The health watchdog, HIQA, have found more than 100 foster carers have not been put through the required repeat vetting.
The Health Information and Quality Authority (Hiqa) said its review of childcare in Dublin South Central found significant protection risks.
It said Garda vetting did not always take place in line with the national standards and the policy of Tusla - the Child and Family Agency.
There are 351 children in foster care in an area covering parts of south and west Dublin including the South Inner City, Rialto, Inchicore and Ballyfermot, Clondalkin, Rowlagh, Palmerstown and Lucan.
Hiqa inspectors said records showed six foster carers whose vetting was outstanding.
There were another 107 carers who had not been put through repeat vetting within the three years deadline, as required under regulations.
Hiqa said Garda vetting was not always obtained for other adults living with, or who had unsupervised access to, children.
The inspection last November and December, which recorded 154 foster carers and 119 relative carers in 273 households, was told that there were 27 child protection and welfare complaints about children in Tusla’s foster care in the area in the previous 12 months.
Some related to the foster parents but when files were checked three other concerns were found.
The files of two Tusla staff showed no evidence of them having gone through Garda vetting, the report said.
Hiqa said the management of concerns was inadequate and a significant risk to children.
There were also 17 incidents of children going missing from care in the Dublin South Central area in the previous 12 months.
The review found long delays in assessing children for fostering, a place in a care home, adoption, or an alternative such as moving them in with a relative.
It said some children had been waiting since 2012 for a decision.
In cases relating to relative foster carers, Hiqa found some children were in placements for up to six years before a comprehensive assessment had been completed.
The inspectors also said they found a small number of unapproved relative carers who had not appropriately engaged in the assessment process and where potential or known risks existed.
"Allowing a child to be cared for by an un-assessed and unapproved relative carer for several years posed a significant safeguarding risk," it said.
Inspectors also raised concerns that Tusla was carrying out repeat assessments of carers who had already been deemed unsuitable.
And they questioned why assessment periods for foster care applicants were being extended when risks had been identified.
"Records did not reflect valid reasons for delays or detail efforts to complete assessments," the report said.
Hiqa said matching children to foster carers was not always possible and 98 children were put in placements outside the area.
It also raised concerns about the lack of culturally appropriate placements.
Hiqa said social workers had heavy workloads and the service is under-resourced but on a more positive side inspectors found they promoted and respected children’s rights and children were supported to maintain good relationships with their families.
Communication with children and families was described as respectful while the vast majority of children were said to have warm relationships with their foster families.

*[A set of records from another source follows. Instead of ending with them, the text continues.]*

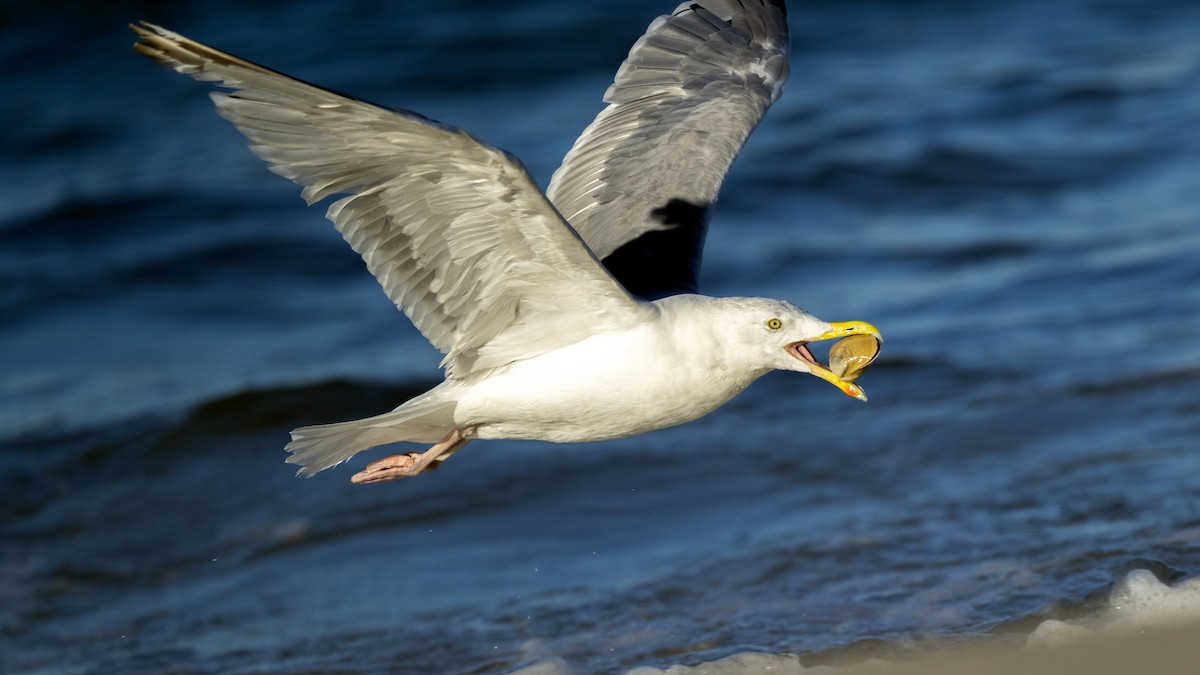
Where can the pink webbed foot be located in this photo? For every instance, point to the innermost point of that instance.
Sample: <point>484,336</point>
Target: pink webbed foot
<point>414,464</point>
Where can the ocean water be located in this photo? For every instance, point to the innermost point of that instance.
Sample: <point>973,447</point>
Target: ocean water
<point>1008,190</point>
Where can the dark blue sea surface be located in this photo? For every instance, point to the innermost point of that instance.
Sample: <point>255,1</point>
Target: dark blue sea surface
<point>1011,191</point>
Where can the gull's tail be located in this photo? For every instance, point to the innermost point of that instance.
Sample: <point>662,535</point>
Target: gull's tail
<point>425,419</point>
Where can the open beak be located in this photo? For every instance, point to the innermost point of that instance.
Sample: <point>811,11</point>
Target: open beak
<point>840,329</point>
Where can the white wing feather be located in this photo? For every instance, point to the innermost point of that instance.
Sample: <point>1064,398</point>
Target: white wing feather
<point>454,230</point>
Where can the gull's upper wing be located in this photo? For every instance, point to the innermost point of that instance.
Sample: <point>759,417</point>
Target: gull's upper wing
<point>454,230</point>
<point>640,183</point>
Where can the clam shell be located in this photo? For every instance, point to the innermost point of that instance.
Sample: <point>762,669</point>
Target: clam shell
<point>850,357</point>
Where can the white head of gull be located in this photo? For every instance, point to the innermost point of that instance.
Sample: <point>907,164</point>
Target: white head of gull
<point>568,315</point>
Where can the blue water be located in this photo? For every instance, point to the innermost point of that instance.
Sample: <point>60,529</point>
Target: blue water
<point>1007,189</point>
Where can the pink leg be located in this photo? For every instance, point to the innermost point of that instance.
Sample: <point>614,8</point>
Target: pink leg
<point>413,464</point>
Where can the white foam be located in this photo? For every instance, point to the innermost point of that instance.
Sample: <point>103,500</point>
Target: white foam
<point>1139,601</point>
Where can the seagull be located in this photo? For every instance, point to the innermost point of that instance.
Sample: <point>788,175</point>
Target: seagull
<point>565,315</point>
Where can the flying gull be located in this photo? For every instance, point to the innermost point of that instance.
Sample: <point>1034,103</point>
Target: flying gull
<point>568,315</point>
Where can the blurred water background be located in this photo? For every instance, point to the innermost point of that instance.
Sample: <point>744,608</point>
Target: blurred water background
<point>1008,189</point>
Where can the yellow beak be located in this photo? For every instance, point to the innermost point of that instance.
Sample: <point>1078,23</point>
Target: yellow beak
<point>843,329</point>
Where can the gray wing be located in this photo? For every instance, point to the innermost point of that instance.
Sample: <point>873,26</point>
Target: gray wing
<point>640,183</point>
<point>455,231</point>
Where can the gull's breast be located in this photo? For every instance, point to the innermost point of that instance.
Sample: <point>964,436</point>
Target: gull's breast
<point>607,386</point>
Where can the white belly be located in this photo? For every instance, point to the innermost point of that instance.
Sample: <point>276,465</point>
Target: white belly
<point>605,387</point>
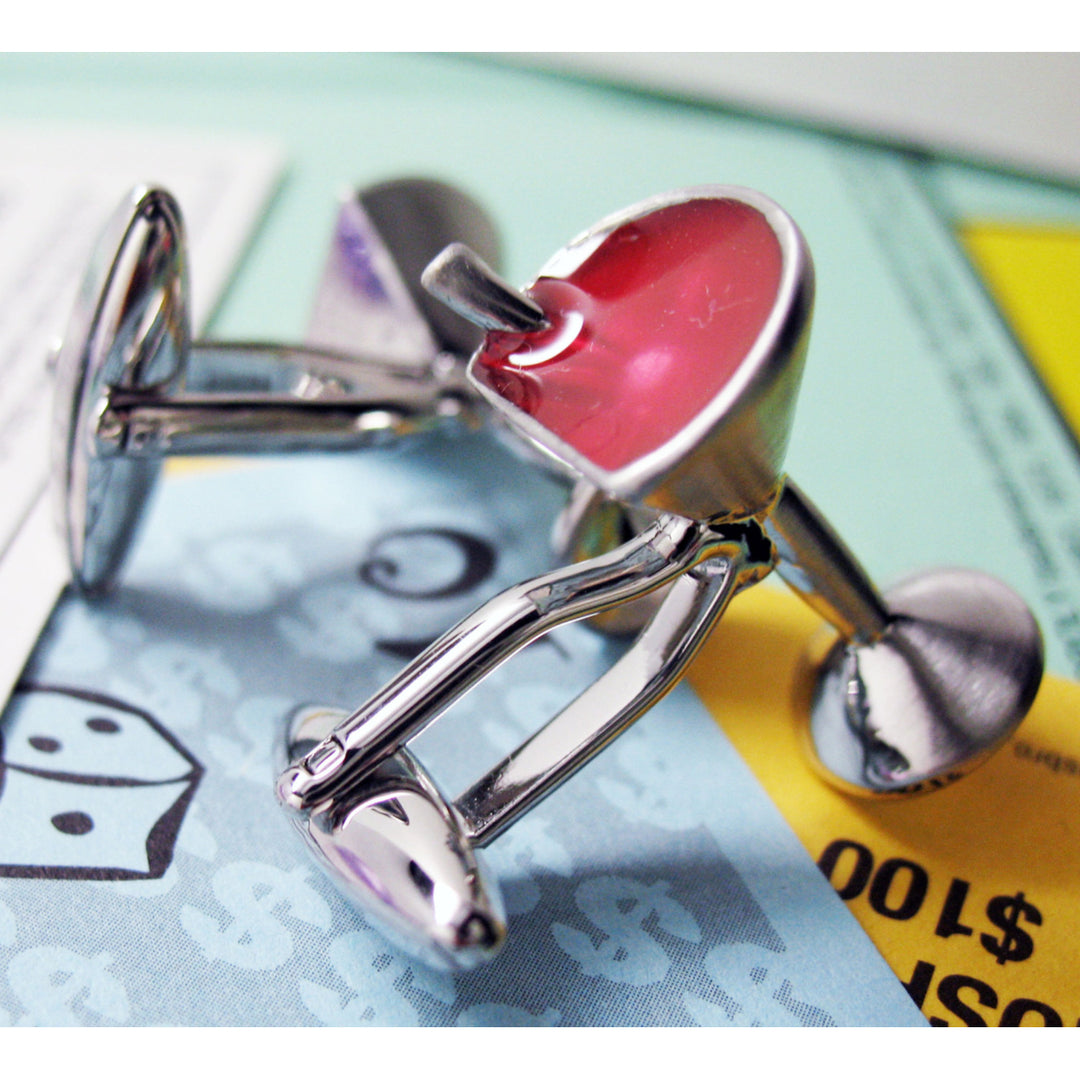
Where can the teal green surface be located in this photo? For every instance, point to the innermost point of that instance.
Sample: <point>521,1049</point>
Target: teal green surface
<point>879,437</point>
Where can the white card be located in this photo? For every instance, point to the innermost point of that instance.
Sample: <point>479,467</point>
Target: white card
<point>57,188</point>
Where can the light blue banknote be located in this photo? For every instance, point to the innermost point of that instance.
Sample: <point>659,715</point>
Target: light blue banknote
<point>148,877</point>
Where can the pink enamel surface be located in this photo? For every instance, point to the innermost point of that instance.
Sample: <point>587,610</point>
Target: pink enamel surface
<point>645,333</point>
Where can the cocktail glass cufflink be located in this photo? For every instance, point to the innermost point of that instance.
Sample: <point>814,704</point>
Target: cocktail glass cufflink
<point>657,358</point>
<point>382,359</point>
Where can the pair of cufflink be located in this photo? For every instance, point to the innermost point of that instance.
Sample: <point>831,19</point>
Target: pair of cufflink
<point>653,365</point>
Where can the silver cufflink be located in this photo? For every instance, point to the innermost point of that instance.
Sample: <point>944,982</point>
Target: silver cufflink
<point>381,360</point>
<point>656,360</point>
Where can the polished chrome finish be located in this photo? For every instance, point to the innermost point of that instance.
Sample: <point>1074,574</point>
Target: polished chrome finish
<point>490,635</point>
<point>818,565</point>
<point>133,387</point>
<point>393,845</point>
<point>415,218</point>
<point>376,821</point>
<point>633,685</point>
<point>725,464</point>
<point>920,687</point>
<point>948,680</point>
<point>334,418</point>
<point>129,328</point>
<point>466,283</point>
<point>591,524</point>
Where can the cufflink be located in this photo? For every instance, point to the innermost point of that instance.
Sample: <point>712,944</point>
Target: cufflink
<point>381,360</point>
<point>656,359</point>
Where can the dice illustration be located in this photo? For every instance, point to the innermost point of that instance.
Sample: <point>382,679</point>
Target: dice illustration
<point>90,787</point>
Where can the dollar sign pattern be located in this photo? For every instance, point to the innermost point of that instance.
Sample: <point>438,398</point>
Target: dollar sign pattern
<point>375,973</point>
<point>618,888</point>
<point>1015,944</point>
<point>49,981</point>
<point>621,907</point>
<point>255,895</point>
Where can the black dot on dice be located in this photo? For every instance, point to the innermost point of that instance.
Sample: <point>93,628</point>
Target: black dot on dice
<point>103,725</point>
<point>72,823</point>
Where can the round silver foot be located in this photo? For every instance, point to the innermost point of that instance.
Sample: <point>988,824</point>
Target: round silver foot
<point>949,679</point>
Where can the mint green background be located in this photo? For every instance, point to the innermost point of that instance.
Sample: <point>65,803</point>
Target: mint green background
<point>877,439</point>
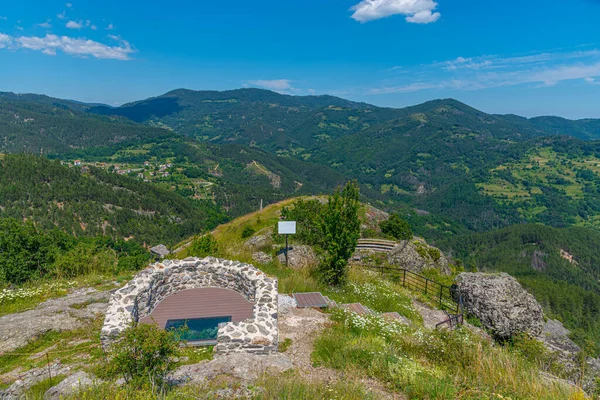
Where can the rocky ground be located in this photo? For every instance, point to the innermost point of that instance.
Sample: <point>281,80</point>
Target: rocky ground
<point>61,314</point>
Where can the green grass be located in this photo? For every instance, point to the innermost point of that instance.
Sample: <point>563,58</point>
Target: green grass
<point>37,391</point>
<point>195,354</point>
<point>60,347</point>
<point>287,386</point>
<point>430,364</point>
<point>33,293</point>
<point>285,345</point>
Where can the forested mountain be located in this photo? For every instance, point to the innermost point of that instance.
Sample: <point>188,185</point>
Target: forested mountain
<point>41,125</point>
<point>561,267</point>
<point>233,176</point>
<point>93,202</point>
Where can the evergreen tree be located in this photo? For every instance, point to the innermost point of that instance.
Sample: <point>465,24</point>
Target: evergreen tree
<point>340,227</point>
<point>396,227</point>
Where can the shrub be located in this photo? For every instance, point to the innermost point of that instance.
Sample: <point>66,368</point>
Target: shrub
<point>340,228</point>
<point>247,232</point>
<point>396,227</point>
<point>204,246</point>
<point>143,356</point>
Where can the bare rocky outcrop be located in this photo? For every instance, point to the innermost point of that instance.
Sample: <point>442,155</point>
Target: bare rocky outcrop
<point>261,257</point>
<point>501,303</point>
<point>243,366</point>
<point>29,378</point>
<point>69,386</point>
<point>299,256</point>
<point>416,255</point>
<point>16,330</point>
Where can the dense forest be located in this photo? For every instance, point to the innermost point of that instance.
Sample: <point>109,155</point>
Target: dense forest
<point>159,170</point>
<point>561,267</point>
<point>97,202</point>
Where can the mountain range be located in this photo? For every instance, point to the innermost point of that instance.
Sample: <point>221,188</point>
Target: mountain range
<point>498,192</point>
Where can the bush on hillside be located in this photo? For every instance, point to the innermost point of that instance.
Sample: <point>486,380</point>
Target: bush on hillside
<point>340,229</point>
<point>396,227</point>
<point>204,246</point>
<point>247,232</point>
<point>144,356</point>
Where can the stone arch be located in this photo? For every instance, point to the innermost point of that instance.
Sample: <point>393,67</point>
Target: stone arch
<point>148,288</point>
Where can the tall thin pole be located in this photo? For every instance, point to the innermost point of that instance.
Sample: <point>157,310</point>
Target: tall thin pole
<point>286,248</point>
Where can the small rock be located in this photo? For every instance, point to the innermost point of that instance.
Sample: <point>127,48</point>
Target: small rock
<point>69,386</point>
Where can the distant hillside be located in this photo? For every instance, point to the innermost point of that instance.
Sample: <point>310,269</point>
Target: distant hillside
<point>441,156</point>
<point>235,177</point>
<point>96,202</point>
<point>43,125</point>
<point>561,267</point>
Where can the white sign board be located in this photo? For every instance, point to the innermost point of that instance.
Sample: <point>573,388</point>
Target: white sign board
<point>286,227</point>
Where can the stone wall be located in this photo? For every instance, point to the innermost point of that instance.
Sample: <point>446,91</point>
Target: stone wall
<point>139,297</point>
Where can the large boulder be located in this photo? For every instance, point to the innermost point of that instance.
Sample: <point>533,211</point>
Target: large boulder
<point>501,303</point>
<point>299,256</point>
<point>416,255</point>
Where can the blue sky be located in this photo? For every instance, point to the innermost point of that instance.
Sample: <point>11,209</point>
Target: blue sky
<point>527,57</point>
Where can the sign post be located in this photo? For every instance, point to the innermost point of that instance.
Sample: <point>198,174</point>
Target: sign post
<point>286,228</point>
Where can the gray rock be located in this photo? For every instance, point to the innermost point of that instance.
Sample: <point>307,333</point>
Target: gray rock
<point>258,241</point>
<point>262,257</point>
<point>501,303</point>
<point>247,367</point>
<point>69,386</point>
<point>160,250</point>
<point>16,330</point>
<point>299,256</point>
<point>416,255</point>
<point>29,378</point>
<point>556,337</point>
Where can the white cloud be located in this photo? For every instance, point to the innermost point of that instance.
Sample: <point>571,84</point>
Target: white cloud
<point>5,40</point>
<point>273,84</point>
<point>484,72</point>
<point>415,11</point>
<point>81,47</point>
<point>74,25</point>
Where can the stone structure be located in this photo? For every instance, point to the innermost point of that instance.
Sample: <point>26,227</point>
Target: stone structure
<point>138,298</point>
<point>501,303</point>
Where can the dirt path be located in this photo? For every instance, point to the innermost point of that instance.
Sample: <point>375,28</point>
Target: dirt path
<point>303,326</point>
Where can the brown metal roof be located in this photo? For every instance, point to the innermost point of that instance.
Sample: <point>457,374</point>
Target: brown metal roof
<point>313,299</point>
<point>201,303</point>
<point>357,308</point>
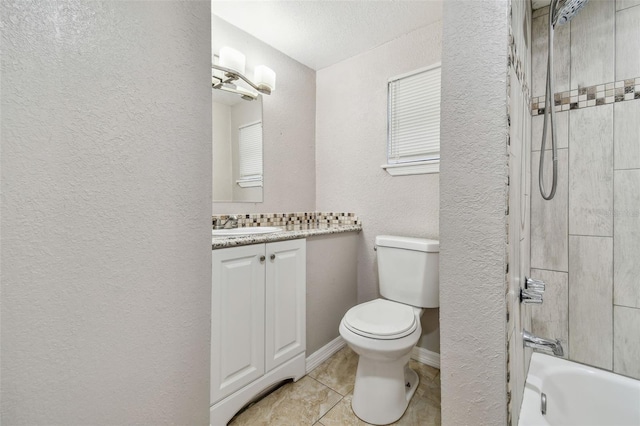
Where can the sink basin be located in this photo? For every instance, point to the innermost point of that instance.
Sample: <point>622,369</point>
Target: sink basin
<point>239,232</point>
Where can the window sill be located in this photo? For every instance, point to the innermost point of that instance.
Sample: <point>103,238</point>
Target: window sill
<point>248,183</point>
<point>418,168</point>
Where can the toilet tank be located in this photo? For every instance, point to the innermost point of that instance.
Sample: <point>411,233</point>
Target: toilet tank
<point>408,270</point>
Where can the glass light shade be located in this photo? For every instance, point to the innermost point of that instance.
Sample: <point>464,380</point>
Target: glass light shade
<point>265,77</point>
<point>233,59</point>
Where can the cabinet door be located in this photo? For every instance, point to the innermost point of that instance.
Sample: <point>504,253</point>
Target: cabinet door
<point>285,301</point>
<point>237,318</point>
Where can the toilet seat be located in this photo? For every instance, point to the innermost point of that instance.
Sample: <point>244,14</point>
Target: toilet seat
<point>381,319</point>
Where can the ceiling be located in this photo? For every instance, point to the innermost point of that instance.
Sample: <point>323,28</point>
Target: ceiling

Hiqa also reviewed Care Visions, a for-profit agency providing foster care since 2013 and currently with 27 foster care households around the country and placements for 26 children.
It found significant risks on child protection and that the recording, reporting and oversight of incidents and significant events was inadequate, inspectors said.
"The monitoring and oversight of child protection and welfare concerns and allegations was not sufficient and there were significant gaps in the management and recording of child protection concerns," the report said.
Hiqa said Care Visions reported no allegations against foster carers or children in foster care prior to the inspection.
But inspectors found six separate child protection concerns related to allegations, for example, against foster carers, children in foster care and other adults and none of them were recorded in the child protection log.
Other records showed children had gone missing on five occasions in the 12 months prior to last November’s inspection.
Tusla’s chief operations officer Jim Gibson said: "Tusla remains committed to improving the care and safeguarding of children in foster care in Dublin South Central and all children in our care.
"In conjunction with Hiqa, we have created and begun to implement an action plan in Dublin South Central to address those areas identified as requiring improvement and have put in place a governance and oversight group to track progress on the action plan."
ISPCC chief executive Grainia Long said the review of Tusla services was disappointing.
"All children require robust systems for their protection, systems that are resourced, and that are followed. Foster care is now the responsibility of Tusla, the child and family agency. There is a need for a significant focus in this area, as a matter of urgency," she said.
"There must be comprehensive assessments and ongoing monitoring of foster placements."
Cathy Jamieson, Care Visions managing director, said the agency "recognises its responsibility to uphold child safeguarding practices to the highest standards possible and regrets that it did not fully adhere to the national standards in a number of categories".
She added: "In response, Care Visions has taken immediate steps to enhance the resources of the organisation and follow through on each of the requirements as highlighted by Hiqa in its report."